5 – E por que o FIDC não é (ou não deveria ser) tributado?
O FIDC não é (ou não deveria) ser tributado por uma simples razão: porque não é pessoa jurídica, mas, condomínio de natureza especial.
A natureza jurídica de condomínio do FIDC, e de qualquer outro fundo de investimento, está definida no art. 1.368-C do CC10.
Historicamente, a natureza de condomínio e a exclusão da tributação do imposto de renda dos fundos de investimento foram tratadas na lei no 3.470/5811.
Essa é a razão histórica pela qual os fundos nunca sofreram tributação operacional (sobre suas operações e receitas), ou seja, a atividade dos fundos nunca atraiu qualquer tributação (IR, CSLL, PIS/Cofins, IOF, ICMS, ISSQN etc), uma vez que a tributação do imposto de renda incide sobre os rendimentos das cotas amortizadas ou resgatadas pelo investidor cotista pessoa física ou jurídica12.

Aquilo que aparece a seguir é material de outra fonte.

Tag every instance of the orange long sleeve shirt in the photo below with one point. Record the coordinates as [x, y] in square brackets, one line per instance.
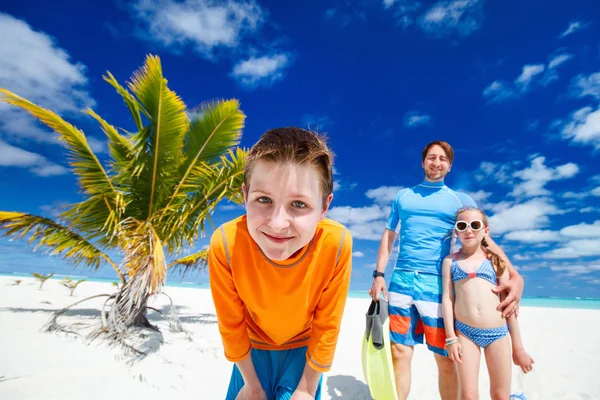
[285, 304]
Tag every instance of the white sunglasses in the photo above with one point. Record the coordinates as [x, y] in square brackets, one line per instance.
[475, 225]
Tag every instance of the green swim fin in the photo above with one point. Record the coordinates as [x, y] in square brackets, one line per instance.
[377, 363]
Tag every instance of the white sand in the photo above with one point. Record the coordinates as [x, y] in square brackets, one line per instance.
[38, 365]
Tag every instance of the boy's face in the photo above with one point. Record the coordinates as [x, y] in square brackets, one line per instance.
[283, 207]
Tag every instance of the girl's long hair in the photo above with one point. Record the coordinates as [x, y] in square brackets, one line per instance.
[495, 259]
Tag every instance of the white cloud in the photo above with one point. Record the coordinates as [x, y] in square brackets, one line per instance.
[500, 173]
[11, 156]
[575, 249]
[574, 26]
[204, 25]
[589, 209]
[479, 196]
[414, 119]
[578, 269]
[559, 59]
[584, 127]
[533, 236]
[460, 16]
[32, 65]
[582, 230]
[532, 214]
[366, 223]
[529, 72]
[383, 194]
[583, 85]
[264, 70]
[316, 122]
[358, 215]
[538, 175]
[498, 91]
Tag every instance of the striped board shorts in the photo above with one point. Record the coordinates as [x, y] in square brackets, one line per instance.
[415, 300]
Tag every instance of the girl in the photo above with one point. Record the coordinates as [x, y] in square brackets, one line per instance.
[469, 308]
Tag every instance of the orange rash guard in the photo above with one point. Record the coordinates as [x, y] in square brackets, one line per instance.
[280, 305]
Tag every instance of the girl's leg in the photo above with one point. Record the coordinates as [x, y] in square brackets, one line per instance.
[497, 358]
[468, 370]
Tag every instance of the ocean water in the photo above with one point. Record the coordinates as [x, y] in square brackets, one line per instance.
[545, 302]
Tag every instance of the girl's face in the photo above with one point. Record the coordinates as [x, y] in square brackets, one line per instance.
[283, 207]
[470, 228]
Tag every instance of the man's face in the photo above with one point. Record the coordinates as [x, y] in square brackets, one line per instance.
[436, 164]
[283, 207]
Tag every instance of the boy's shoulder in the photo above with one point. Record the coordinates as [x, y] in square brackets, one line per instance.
[333, 232]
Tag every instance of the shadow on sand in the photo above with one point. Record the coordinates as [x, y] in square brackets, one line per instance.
[347, 387]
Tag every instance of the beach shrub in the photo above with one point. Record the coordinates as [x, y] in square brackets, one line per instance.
[42, 278]
[71, 284]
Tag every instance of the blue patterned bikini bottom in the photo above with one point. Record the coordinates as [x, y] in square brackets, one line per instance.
[480, 336]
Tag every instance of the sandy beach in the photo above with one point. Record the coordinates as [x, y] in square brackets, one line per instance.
[39, 365]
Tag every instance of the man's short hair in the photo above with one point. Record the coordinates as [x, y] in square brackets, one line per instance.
[296, 146]
[444, 145]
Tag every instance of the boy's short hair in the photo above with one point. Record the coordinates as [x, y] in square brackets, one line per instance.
[444, 145]
[296, 146]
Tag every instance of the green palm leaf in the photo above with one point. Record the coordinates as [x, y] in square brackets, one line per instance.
[131, 102]
[197, 261]
[60, 239]
[212, 183]
[158, 150]
[215, 128]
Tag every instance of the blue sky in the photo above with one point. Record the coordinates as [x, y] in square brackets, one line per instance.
[514, 86]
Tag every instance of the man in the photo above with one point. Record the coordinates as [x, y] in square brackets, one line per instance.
[426, 216]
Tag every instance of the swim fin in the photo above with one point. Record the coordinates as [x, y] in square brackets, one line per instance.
[377, 363]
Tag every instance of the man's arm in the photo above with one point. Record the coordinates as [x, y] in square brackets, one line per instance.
[514, 285]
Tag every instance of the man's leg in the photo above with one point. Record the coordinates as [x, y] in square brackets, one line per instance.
[428, 301]
[447, 378]
[402, 356]
[406, 329]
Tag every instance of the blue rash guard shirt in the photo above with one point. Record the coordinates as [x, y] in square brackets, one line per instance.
[426, 216]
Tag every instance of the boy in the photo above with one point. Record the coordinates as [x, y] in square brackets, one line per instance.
[280, 274]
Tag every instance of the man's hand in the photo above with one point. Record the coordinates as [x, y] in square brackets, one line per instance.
[514, 287]
[523, 360]
[251, 393]
[301, 395]
[377, 287]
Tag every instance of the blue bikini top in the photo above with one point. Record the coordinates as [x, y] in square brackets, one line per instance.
[485, 271]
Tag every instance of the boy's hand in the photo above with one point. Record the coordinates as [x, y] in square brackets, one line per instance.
[251, 393]
[455, 352]
[377, 287]
[523, 360]
[302, 395]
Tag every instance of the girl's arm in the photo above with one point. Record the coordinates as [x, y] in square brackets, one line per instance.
[520, 356]
[448, 309]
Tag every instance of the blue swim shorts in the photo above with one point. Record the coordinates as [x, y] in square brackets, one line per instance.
[279, 372]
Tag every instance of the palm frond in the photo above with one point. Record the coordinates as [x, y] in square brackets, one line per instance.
[212, 184]
[194, 262]
[134, 106]
[158, 150]
[120, 146]
[60, 239]
[214, 129]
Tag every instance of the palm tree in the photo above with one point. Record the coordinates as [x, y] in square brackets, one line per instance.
[151, 199]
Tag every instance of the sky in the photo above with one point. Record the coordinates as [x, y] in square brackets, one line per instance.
[513, 86]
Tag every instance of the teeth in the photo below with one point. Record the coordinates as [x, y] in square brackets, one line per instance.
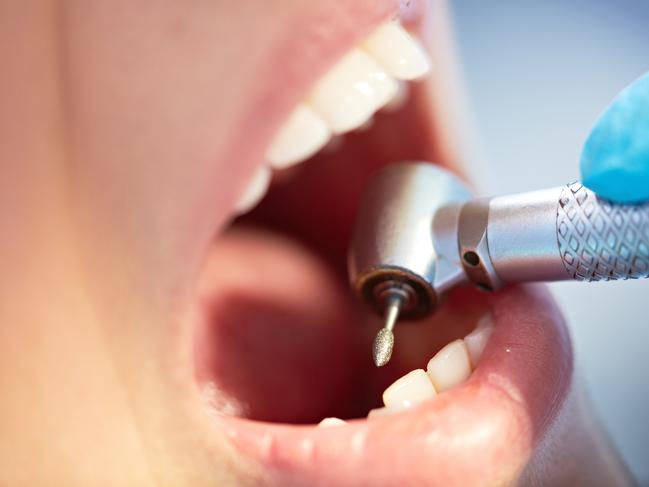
[256, 190]
[476, 341]
[450, 366]
[352, 91]
[329, 422]
[302, 135]
[411, 389]
[365, 80]
[400, 54]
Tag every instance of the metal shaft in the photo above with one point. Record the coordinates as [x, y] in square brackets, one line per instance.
[565, 233]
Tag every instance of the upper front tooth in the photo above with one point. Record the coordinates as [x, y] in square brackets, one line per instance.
[255, 191]
[399, 53]
[450, 366]
[302, 135]
[409, 390]
[352, 91]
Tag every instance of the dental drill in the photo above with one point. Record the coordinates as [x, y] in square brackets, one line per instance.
[419, 233]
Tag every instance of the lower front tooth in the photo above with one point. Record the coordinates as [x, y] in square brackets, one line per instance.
[450, 366]
[476, 341]
[411, 389]
[255, 191]
[329, 422]
[302, 135]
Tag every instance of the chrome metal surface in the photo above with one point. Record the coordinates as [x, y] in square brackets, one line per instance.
[398, 235]
[418, 233]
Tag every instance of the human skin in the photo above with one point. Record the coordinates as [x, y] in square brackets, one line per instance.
[129, 129]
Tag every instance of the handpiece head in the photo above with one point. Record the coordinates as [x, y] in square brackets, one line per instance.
[405, 241]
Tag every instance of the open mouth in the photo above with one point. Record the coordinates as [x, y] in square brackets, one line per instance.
[282, 344]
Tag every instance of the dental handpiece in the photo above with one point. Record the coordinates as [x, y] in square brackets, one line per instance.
[419, 233]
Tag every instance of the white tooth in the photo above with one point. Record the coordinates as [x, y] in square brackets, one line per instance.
[352, 91]
[409, 390]
[476, 341]
[399, 99]
[450, 366]
[398, 52]
[255, 191]
[329, 422]
[302, 135]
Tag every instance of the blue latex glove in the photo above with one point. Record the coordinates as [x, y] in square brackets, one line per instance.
[615, 158]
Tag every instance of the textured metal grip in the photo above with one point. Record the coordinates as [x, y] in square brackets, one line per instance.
[599, 240]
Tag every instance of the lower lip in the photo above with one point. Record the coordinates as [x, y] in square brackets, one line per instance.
[493, 421]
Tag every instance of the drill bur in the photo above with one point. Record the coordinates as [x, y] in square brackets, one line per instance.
[384, 341]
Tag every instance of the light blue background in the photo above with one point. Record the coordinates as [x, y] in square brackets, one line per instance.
[538, 74]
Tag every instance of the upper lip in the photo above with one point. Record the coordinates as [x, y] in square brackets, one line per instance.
[487, 425]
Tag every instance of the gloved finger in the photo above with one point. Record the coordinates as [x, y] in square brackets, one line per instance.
[615, 158]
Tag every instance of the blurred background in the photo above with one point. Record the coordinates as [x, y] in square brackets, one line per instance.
[538, 74]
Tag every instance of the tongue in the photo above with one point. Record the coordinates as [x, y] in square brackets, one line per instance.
[278, 333]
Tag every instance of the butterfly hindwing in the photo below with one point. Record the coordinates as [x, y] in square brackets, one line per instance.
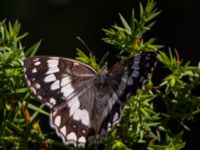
[130, 74]
[127, 77]
[65, 86]
[85, 105]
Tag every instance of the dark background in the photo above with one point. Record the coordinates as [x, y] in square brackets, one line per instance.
[58, 22]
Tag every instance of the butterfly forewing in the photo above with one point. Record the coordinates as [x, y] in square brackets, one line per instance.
[63, 84]
[127, 77]
[85, 105]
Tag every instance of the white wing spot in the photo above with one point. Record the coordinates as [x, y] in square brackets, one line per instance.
[52, 101]
[50, 78]
[52, 63]
[63, 130]
[57, 121]
[67, 90]
[135, 74]
[65, 80]
[82, 139]
[115, 117]
[37, 86]
[34, 70]
[74, 105]
[55, 85]
[37, 63]
[82, 115]
[83, 131]
[53, 70]
[72, 136]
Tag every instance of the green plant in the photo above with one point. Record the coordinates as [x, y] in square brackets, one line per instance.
[147, 117]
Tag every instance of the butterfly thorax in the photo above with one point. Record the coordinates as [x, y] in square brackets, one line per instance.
[102, 79]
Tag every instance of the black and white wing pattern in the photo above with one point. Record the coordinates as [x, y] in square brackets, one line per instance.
[85, 104]
[127, 76]
[65, 86]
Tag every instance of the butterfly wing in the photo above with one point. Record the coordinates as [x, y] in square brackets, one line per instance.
[63, 84]
[127, 77]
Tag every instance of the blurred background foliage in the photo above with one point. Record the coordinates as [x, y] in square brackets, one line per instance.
[49, 20]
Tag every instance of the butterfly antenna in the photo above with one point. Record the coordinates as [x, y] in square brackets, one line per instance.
[83, 43]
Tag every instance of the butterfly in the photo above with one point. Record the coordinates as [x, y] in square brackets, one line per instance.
[85, 104]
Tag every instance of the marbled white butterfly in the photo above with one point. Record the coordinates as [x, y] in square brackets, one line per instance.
[85, 104]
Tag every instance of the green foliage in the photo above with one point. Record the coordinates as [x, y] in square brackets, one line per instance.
[147, 117]
[19, 128]
[129, 38]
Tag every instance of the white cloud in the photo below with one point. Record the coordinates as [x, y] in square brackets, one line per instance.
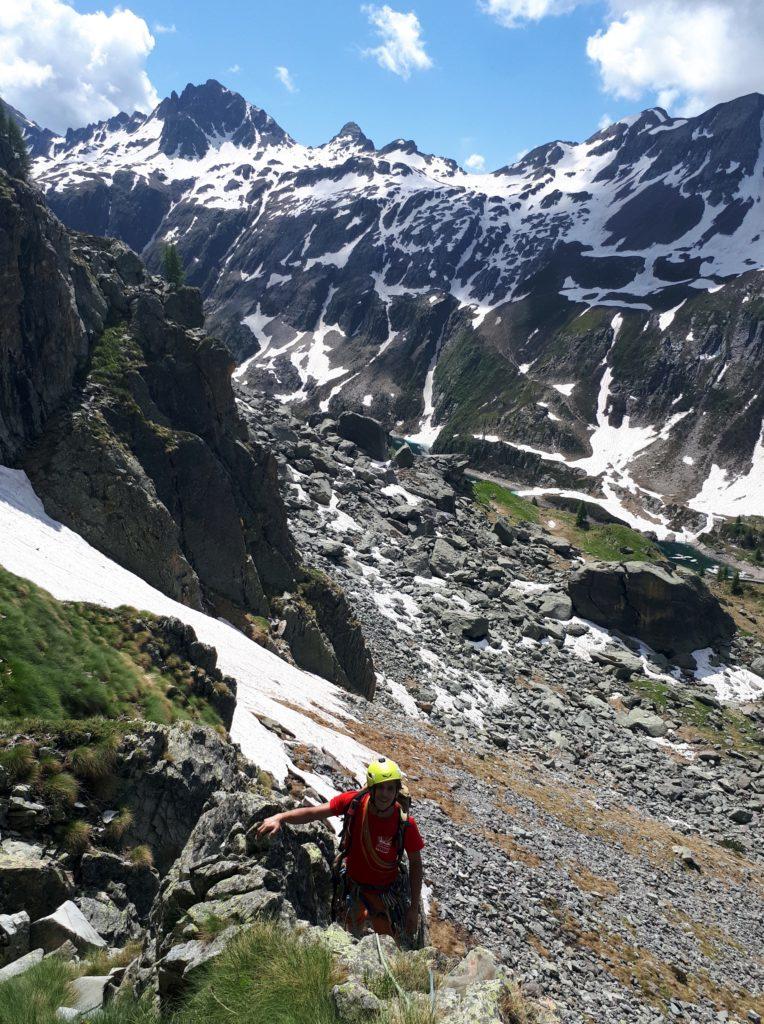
[512, 13]
[401, 49]
[689, 54]
[64, 69]
[286, 79]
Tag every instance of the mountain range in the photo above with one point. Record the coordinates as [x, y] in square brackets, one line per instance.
[586, 320]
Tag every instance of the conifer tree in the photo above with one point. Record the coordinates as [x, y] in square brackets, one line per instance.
[13, 156]
[172, 266]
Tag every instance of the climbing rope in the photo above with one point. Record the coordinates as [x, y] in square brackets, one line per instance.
[390, 975]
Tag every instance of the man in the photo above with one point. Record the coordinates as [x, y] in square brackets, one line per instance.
[371, 888]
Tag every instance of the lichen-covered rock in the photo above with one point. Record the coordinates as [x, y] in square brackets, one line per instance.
[30, 881]
[14, 930]
[354, 1004]
[68, 922]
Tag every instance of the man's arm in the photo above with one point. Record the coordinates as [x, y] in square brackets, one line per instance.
[299, 816]
[415, 883]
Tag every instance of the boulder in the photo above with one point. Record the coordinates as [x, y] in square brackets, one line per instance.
[99, 869]
[115, 925]
[29, 881]
[478, 966]
[639, 720]
[444, 560]
[757, 666]
[404, 457]
[14, 930]
[88, 994]
[19, 966]
[556, 605]
[183, 305]
[365, 431]
[504, 531]
[176, 968]
[66, 923]
[674, 612]
[355, 1005]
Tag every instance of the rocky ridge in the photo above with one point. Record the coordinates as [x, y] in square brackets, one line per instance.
[387, 280]
[202, 797]
[565, 776]
[120, 409]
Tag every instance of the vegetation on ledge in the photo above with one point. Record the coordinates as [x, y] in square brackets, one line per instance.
[603, 541]
[61, 660]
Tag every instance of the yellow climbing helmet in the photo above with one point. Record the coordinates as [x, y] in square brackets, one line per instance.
[383, 770]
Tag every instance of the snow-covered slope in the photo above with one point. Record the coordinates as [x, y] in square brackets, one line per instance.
[343, 275]
[38, 548]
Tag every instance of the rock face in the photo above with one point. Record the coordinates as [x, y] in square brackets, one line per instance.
[30, 881]
[43, 344]
[674, 612]
[121, 410]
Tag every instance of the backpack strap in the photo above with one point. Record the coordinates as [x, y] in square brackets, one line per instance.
[400, 834]
[347, 830]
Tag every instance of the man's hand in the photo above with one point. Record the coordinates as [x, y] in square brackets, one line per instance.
[412, 920]
[270, 825]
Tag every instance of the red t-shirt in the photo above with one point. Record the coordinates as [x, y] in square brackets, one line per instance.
[380, 835]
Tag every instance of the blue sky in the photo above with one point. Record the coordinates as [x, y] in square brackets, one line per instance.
[486, 79]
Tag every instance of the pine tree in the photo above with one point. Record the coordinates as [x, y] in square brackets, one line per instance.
[172, 266]
[13, 156]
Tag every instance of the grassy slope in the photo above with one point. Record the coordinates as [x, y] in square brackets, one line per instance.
[264, 975]
[601, 541]
[70, 660]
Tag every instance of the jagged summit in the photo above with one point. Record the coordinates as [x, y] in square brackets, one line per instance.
[353, 133]
[354, 272]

Além da razão estrutural e histórica, vale pontuar outros argumentos que apontam para a não incidência de quaisquer tributos sobre as operações do FIDC.
O imposto de renda não incide sobre o patrimônio líquido do FIDC porque ele não possui renda. O IR incide sobre os rendimentos do cotista, tanto na modalidade da tributação periódica, conhecida como come cotas, quanto na modalidade da amortização ou do resgate.
O IVA Dual não incide (ou não deveria incidir) sobre as operações do FIDC por duas razões simples: a antecipação de recebíveis não é relação de consumo e não agrega valor ao seu destinatário.
A exposição de motivos13 da reforma tributária deixa claro que o IVA Dual veio tributar o consumo, o que também está bem definido no art. 2º da LC 214/25. Além disso, a hipótese de incidência dos tributos IBS e CBS mira o valor agregado pelo fornecedor de um bem ou de um serviço.
O FIDC opera com a aquisição e antecipação de recebíveis, relação que não se enquadra no conceito de consumo, uma vez que o valor de um recebível antecipado pelo fundo ao seu cedente é insumo. Não há relação de consumo entre o FIDC e o cedente do direito creditório, essas partes não se enquadram nos conceitos de fornecedor e consumidor do CDC. Não há fornecimento de bem ou prestação de serviço com valor agregado pelo FIDC ao cedente. Muito pelo contrário, o FIDC aplica um deságio sobre o valor do recebível adquirido e antecipado, ou seja, desagrega valor.
6 – Conclusão
A LC 214, de 16/1/25, prevê a incidência do IVA Dual (IBS e CBS) sobre as operações do FIDC não enquadrado como entidade de investimento, nos arts. 193, § 5o, e 219, § 6º.
O FIDC não enquadrado como entidade de investimento deverá recolher o IBS e a CBS sobre suas operações (sobre o deságio aplicado na antecipação de direitos creditórios).
O FIDC enquadrado como entidade de investimento seguirá sem a incidência do IBS e da CBS sobre suas operações.
O critério para a incidência ou não do IVA Dual sobre as operações de FIDC é um só: enquadramento do FIDC como entidade de investimento, conforme disposto na lei 14.754/23 (arts. 19 e 23) e na resolução CMN 5111/23.